There are a number of ways you might be able to cut your childcare costs. Read on to find out more about the options available to parents.


The main ways to cut costs are through childcare vouchers from your employer, child tax credits if you're eligible, or a nanny share. Children over three years old are also eligible for some free childcare.

Childcare vouchers

Childcare vouchers are a way of paying for your childcare directly from your gross salary (before tax and National Insurance are deducted). You can get childcare vouchers through your employer. 

Your company may offer its own voucher scheme, or it may offer vouchers through a childcare voucher provider such as Kiddivouchers, Employersforchildcare, Edenred or Computershare Voucher Services. You can then use these vouchers to pay your nursery, nanny or childminder. 

Your employer must choose to opt in to the childcare voucher scheme for you to receive them. This is optional - employers have no obligation to provide a childcare voucher scheme for their employees. 

If you're self-employed, you're excluded from the scheme. If you get help with childcare costs through the childcare element of working tax credit, claiming childcare vouchers could reduce the tax credit support you get, so check this before applying for them. 

Not all childcare providers accept childcare vouchers, especially after-school or holiday childcare providers.

If you want to use childcare vouchers to help pay for a nanny, you have to employ one who's registered with the relevant body.

The government plans to introduce updates to childcare vouchers in early 2017. Visit our guide to childcare vouchers to find out more about the scheme and how it works.

Childcare tax credits

Childcare tax credits are available to working parents who pay towards childcare costs and qualify for working tax credit, so have an income below a certain level.

To be eligible, a single parent must work more than 16 hours a week, or parents in a couple must both work 16 hours a week or more.

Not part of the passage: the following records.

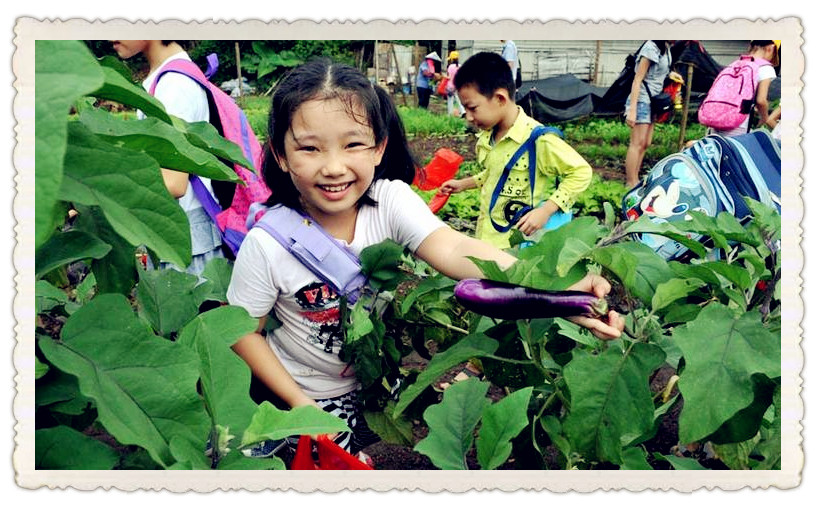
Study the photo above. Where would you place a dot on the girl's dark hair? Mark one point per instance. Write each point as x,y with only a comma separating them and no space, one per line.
323,79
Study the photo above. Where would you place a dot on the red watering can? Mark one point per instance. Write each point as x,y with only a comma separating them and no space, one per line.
330,456
442,167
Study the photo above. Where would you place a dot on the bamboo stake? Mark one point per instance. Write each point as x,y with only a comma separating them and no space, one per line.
686,103
398,72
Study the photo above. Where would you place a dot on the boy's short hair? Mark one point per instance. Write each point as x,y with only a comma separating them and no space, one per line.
487,72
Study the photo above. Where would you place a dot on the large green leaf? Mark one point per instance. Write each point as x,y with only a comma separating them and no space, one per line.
452,424
166,299
204,135
637,266
721,353
390,429
119,89
217,273
672,231
67,247
47,296
62,448
224,376
271,423
672,290
144,387
680,463
63,72
472,346
501,422
116,271
582,232
167,145
128,187
380,264
610,399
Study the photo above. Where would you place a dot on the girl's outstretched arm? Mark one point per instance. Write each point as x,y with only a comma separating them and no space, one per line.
448,250
265,365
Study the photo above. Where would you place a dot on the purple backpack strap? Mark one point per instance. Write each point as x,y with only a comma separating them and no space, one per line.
316,249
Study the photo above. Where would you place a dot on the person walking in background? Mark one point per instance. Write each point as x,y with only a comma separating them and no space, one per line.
184,98
452,100
739,89
487,91
652,64
337,154
426,74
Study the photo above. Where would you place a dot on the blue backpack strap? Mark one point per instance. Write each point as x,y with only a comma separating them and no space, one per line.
529,147
316,249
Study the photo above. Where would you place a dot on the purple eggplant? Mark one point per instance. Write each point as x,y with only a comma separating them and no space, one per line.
506,301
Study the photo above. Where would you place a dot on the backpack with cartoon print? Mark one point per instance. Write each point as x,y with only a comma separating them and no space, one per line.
712,176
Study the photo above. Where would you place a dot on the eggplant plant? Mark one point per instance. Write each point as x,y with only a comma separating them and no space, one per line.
712,326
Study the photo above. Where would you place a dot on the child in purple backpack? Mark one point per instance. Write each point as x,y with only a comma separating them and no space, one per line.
184,98
337,153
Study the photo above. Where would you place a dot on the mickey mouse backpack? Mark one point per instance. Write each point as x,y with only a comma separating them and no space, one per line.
712,176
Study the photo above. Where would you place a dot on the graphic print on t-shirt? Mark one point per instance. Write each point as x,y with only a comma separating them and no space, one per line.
321,314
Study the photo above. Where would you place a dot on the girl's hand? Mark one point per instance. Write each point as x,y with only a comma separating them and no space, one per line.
607,328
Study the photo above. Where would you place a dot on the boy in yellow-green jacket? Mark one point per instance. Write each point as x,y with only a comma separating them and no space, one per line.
487,91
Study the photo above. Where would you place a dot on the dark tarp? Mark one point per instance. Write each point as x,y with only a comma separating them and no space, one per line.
560,98
566,97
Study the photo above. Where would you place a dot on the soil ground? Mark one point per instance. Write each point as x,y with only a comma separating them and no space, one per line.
464,144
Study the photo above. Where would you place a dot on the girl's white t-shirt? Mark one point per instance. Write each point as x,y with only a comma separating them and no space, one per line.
267,277
184,98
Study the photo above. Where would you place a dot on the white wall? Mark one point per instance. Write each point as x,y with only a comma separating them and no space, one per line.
544,58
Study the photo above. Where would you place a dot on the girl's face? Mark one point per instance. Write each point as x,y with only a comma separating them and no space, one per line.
331,155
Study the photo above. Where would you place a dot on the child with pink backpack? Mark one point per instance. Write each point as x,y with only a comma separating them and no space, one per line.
217,218
739,88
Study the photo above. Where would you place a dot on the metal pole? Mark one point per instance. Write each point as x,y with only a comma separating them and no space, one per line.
598,49
238,68
686,103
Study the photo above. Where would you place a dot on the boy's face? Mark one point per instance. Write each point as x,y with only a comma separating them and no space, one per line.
127,48
481,111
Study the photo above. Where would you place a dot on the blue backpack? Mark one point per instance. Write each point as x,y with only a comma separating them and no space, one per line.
527,147
710,177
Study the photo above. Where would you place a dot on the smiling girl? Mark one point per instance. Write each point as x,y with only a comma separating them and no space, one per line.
337,153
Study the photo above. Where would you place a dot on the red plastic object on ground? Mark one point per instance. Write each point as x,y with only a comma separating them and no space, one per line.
330,456
442,167
437,202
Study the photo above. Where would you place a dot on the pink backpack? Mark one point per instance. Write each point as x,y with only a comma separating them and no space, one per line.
732,95
233,126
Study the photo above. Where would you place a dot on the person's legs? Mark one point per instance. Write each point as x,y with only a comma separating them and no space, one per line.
641,134
423,97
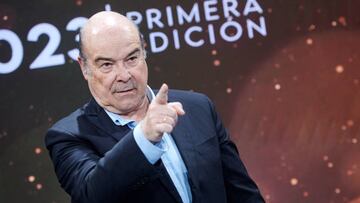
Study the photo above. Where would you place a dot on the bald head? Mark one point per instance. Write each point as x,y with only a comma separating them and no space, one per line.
105,23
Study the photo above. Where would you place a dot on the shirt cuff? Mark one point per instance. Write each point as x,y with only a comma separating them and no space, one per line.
152,152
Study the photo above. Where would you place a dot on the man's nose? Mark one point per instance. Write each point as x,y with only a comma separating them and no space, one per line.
122,73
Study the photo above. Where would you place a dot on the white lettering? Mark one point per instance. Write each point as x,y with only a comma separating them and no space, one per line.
210,10
251,26
194,14
234,37
252,6
154,47
153,16
188,39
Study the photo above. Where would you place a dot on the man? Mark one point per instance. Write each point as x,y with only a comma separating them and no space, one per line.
128,145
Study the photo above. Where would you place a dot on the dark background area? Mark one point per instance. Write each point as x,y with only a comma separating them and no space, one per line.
290,99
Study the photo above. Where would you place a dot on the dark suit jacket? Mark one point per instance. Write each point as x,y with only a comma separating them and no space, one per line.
97,161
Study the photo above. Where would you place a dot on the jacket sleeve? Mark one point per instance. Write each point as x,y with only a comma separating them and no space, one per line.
238,184
88,177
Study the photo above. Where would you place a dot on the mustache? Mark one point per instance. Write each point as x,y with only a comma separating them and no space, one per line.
122,87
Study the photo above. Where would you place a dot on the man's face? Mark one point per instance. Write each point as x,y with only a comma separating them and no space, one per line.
115,69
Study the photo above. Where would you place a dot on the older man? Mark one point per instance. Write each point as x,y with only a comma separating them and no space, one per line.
128,145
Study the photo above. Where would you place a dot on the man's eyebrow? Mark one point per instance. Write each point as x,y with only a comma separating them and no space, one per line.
133,52
100,58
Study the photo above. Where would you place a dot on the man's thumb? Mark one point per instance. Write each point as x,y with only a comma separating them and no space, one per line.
162,97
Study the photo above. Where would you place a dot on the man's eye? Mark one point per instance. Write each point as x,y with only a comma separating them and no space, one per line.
106,65
133,58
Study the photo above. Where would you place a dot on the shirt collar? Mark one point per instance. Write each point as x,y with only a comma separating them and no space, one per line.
118,120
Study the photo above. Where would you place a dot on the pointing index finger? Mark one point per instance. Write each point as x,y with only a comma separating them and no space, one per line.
162,96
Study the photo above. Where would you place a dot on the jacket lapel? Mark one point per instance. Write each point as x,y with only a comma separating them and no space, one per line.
97,116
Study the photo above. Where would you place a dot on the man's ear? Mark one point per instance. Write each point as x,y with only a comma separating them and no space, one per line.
83,67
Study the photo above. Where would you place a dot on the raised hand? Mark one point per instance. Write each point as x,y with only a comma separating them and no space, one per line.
161,116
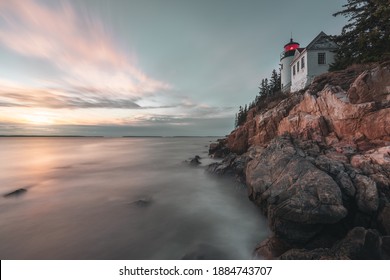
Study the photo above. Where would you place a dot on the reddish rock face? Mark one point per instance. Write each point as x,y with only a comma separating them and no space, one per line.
319,162
362,113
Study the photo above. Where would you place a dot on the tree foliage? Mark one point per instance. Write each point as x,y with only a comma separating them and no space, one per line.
366,36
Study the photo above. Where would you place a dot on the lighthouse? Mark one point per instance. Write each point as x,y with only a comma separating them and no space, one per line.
286,58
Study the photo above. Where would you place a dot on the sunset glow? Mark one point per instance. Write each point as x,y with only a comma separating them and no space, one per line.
133,67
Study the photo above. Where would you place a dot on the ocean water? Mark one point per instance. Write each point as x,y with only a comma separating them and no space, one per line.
120,198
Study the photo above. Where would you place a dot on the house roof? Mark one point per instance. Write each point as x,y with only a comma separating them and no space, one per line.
320,42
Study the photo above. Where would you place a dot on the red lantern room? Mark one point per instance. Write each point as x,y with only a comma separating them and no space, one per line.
289,48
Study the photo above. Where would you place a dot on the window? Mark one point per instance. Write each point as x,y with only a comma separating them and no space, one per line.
321,58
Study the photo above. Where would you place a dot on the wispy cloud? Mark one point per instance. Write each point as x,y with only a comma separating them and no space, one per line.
77,45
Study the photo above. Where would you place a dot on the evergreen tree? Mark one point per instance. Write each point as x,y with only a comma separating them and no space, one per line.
274,82
264,87
366,36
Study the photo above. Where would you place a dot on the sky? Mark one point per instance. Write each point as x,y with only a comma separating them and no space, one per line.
143,67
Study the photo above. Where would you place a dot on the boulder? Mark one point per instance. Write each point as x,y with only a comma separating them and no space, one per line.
367,198
297,197
359,244
371,85
271,248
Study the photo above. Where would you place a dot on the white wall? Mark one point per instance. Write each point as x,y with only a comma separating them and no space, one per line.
299,80
285,73
312,69
315,69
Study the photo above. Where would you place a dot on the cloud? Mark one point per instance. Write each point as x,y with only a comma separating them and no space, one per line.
76,44
56,99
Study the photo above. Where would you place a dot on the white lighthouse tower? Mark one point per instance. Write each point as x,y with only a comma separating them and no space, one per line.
286,58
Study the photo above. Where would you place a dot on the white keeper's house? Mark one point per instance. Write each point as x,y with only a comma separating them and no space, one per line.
299,66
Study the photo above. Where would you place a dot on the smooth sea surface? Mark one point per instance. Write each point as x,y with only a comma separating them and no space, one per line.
120,198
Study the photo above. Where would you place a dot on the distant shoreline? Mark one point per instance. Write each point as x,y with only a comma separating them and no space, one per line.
86,136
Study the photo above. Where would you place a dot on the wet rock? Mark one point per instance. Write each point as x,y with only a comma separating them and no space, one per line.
143,202
297,197
219,149
303,254
359,244
367,198
271,248
15,193
384,219
386,246
346,185
195,160
232,165
205,252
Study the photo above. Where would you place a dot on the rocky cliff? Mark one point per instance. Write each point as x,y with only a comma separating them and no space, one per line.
317,163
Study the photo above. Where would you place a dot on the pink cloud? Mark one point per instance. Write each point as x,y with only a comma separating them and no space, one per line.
76,44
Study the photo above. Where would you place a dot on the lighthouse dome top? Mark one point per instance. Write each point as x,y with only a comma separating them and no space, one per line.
290,46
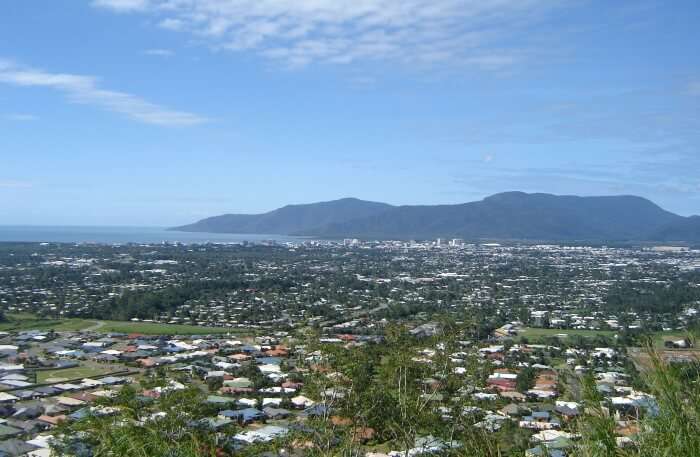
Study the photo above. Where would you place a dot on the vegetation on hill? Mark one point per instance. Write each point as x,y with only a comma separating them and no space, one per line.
511,215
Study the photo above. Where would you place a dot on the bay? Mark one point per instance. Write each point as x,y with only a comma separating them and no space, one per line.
123,235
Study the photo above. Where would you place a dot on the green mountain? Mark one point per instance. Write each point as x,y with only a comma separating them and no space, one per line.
687,229
511,215
290,219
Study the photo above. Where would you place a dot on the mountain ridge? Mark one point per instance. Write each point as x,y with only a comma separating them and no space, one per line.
507,215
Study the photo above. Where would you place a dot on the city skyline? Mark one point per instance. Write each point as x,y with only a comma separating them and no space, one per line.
161,112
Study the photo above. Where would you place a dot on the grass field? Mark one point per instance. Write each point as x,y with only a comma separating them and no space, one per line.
151,328
19,322
534,333
661,337
25,321
73,373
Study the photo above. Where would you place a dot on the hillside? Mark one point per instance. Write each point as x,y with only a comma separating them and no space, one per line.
687,229
289,219
510,215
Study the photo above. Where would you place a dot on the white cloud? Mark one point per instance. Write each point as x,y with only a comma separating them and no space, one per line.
171,24
86,90
694,88
159,52
299,32
21,117
121,5
10,184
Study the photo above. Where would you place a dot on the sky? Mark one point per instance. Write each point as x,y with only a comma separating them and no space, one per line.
162,112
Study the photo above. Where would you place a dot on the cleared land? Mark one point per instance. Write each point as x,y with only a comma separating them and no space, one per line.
20,322
533,333
74,373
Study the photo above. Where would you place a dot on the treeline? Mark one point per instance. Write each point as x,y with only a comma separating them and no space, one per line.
653,297
150,303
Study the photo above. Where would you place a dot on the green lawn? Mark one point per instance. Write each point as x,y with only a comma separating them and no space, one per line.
534,333
660,337
150,328
73,373
25,321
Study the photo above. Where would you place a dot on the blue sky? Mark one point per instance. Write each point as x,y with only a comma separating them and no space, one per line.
160,112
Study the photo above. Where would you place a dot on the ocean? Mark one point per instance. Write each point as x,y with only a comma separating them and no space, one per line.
122,235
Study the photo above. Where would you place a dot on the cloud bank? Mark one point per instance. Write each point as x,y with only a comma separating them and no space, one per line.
86,90
300,32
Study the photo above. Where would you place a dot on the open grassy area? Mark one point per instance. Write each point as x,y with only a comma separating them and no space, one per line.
73,373
534,333
660,337
151,328
25,321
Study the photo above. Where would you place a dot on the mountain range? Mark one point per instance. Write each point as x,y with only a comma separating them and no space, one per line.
504,216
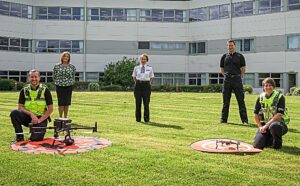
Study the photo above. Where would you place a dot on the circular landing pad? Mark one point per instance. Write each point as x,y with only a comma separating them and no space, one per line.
226,146
82,144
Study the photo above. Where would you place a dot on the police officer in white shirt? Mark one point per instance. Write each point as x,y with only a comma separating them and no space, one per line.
142,75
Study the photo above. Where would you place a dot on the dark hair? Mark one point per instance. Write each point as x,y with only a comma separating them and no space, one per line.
144,55
33,70
62,56
231,41
269,81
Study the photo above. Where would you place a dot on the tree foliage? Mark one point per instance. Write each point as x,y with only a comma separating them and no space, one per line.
119,73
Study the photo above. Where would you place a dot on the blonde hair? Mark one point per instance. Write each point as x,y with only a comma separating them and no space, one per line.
62,56
144,55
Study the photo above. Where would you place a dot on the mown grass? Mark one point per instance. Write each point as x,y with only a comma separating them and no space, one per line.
155,154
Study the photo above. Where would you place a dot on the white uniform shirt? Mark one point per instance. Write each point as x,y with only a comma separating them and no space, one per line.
146,76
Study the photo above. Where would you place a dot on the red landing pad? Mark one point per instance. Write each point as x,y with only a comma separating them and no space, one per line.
82,144
227,146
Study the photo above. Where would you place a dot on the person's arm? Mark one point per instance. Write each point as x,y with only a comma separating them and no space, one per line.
134,75
47,114
222,64
34,119
256,116
222,71
243,65
279,114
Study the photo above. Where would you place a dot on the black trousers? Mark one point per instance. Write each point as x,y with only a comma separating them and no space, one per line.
273,136
233,84
142,92
19,118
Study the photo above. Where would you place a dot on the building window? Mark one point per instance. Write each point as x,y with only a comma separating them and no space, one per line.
63,13
249,79
169,79
15,9
199,14
218,12
268,6
196,79
293,4
216,78
58,46
144,45
244,45
293,42
278,78
242,9
197,48
15,44
167,45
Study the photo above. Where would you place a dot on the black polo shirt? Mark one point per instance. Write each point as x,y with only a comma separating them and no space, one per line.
232,63
280,105
48,96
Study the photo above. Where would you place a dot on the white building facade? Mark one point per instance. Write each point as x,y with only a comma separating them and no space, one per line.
184,39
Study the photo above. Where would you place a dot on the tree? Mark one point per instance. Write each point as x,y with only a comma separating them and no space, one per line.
119,73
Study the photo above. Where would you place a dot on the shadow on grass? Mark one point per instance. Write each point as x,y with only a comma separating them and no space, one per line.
242,125
293,130
290,150
164,125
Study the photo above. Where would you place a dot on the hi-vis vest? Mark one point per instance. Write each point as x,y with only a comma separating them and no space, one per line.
269,107
35,100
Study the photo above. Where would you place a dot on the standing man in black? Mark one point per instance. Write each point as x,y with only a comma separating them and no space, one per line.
232,66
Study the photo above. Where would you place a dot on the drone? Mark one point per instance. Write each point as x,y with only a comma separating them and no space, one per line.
63,125
228,142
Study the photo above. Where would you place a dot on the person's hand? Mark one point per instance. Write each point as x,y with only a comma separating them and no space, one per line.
34,119
262,129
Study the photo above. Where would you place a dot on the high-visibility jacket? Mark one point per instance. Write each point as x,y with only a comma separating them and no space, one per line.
35,100
269,107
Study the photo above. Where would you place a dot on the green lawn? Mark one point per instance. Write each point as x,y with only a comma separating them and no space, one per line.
156,154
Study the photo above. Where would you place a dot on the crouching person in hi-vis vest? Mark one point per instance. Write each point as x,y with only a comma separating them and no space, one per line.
271,117
35,107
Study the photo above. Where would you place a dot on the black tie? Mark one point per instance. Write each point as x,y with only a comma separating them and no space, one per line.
143,70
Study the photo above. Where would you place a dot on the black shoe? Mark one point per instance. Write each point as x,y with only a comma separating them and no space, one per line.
18,139
223,122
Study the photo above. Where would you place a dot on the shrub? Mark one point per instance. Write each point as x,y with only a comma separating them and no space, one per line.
296,92
248,88
81,86
292,89
280,90
51,86
93,87
111,88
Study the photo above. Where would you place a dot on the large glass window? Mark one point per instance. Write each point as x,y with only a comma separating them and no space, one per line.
293,4
157,15
58,46
278,78
267,6
216,78
4,43
167,45
63,13
197,48
294,42
243,9
196,79
4,8
105,14
244,45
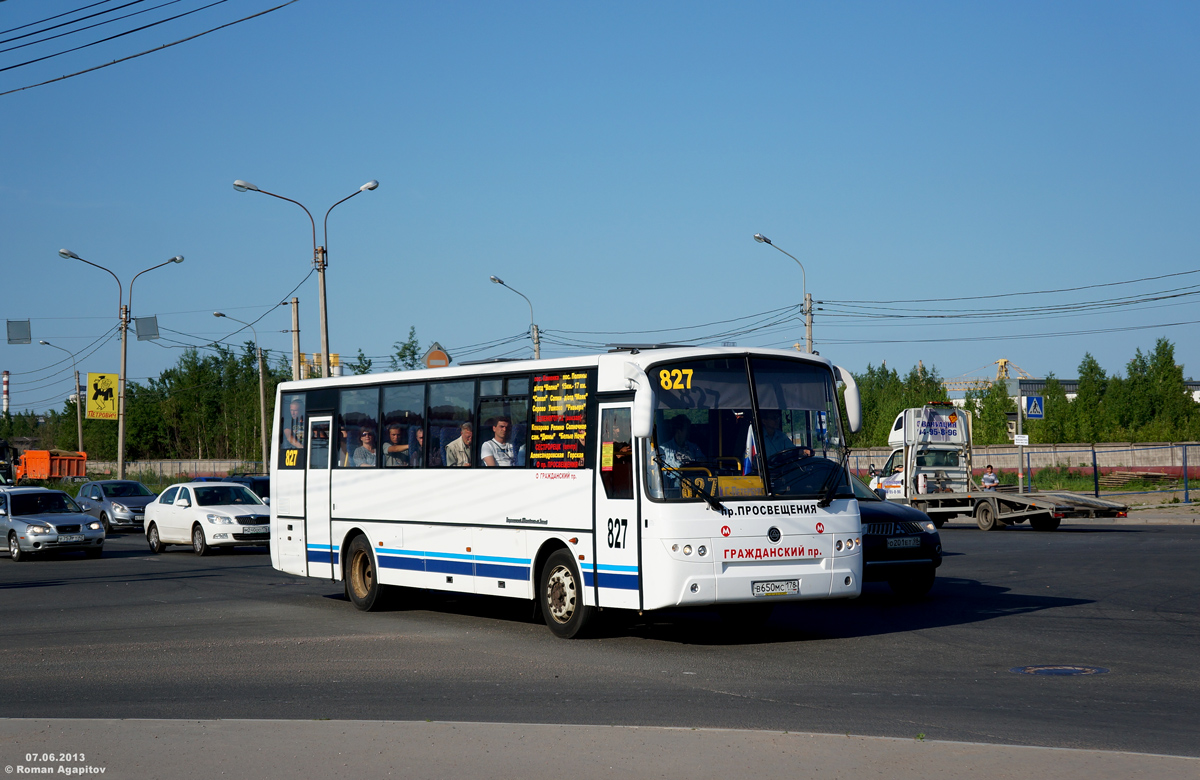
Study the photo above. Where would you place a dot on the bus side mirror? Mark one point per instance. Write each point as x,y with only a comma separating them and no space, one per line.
643,401
853,401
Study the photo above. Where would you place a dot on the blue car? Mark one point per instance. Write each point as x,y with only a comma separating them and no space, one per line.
900,544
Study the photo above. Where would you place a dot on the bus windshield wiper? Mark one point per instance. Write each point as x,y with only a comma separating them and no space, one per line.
683,478
831,485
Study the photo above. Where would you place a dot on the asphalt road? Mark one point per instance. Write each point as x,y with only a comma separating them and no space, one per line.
175,636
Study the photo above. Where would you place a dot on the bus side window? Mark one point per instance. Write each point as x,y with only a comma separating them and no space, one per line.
292,430
617,454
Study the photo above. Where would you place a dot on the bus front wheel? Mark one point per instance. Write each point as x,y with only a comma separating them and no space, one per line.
561,594
361,581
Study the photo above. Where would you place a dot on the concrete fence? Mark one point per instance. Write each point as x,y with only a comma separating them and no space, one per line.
174,469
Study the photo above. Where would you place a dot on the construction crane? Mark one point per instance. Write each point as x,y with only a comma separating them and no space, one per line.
965,383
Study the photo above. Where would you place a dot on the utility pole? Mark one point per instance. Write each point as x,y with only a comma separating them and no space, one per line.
808,321
295,339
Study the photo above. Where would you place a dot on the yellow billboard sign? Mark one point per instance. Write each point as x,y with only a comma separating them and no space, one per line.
101,396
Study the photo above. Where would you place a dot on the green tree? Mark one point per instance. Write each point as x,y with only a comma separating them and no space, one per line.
361,364
408,353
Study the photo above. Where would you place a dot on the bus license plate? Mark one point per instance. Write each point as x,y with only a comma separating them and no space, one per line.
775,588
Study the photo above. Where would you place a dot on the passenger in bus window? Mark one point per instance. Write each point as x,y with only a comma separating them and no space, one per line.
367,454
415,455
293,430
345,456
498,450
459,451
394,447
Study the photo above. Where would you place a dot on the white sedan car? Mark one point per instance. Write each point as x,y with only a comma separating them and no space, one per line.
207,515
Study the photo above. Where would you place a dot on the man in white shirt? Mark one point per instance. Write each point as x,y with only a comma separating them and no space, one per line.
498,450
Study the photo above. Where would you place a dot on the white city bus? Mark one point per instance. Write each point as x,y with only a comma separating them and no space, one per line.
640,479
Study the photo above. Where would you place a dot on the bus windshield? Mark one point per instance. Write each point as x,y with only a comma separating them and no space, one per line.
736,427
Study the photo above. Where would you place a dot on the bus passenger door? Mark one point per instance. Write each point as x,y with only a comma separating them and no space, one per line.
318,552
617,557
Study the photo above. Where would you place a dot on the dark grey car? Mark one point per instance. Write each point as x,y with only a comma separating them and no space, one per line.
115,503
36,520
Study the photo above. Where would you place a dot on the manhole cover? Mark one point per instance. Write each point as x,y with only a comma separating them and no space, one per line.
1059,671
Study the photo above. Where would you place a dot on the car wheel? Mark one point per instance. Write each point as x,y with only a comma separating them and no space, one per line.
15,547
154,540
361,581
561,593
1044,522
985,517
913,586
199,544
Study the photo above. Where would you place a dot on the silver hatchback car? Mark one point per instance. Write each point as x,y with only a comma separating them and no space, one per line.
115,503
37,520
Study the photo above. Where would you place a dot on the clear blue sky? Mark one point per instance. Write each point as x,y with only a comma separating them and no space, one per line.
611,161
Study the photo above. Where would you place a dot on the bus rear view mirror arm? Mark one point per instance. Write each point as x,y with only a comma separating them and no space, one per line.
643,401
853,401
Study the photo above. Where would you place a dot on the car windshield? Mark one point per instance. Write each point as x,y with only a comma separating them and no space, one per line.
125,490
42,504
225,496
706,436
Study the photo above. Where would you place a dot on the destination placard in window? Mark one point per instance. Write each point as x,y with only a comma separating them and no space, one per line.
558,433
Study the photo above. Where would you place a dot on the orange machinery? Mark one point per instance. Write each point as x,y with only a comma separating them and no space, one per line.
51,465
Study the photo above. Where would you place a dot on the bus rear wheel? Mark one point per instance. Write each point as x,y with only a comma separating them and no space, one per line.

There are some exceptions, however.

See our guide on childcare vouchers versus childcare tax credit to help you decide which one suits you best.

Free childcare

Three and four-year-olds can get 15 hours of free childcare and early learning for 38 weeks of the year in England, and 10 hours a week in Wales. In Scotland, three and four-year-olds are eligible for 600 hours of free childcare a year. This free provision is also extended to two-year-olds in disadvantaged circumstances. Find out more details in our guide to free childcare

Nanny share

If you choose a nanny as your main form of childcare, it could be worth considering a nanny share to cut costs.

This works by sharing a nanny with another family in your local area. Websites such as www.nannyshare.co.uk allow you to input your postcode and find other families in your area who are interested in nanny sharing.

Childcare agencies in your local area may also be able to help you find a nanny share.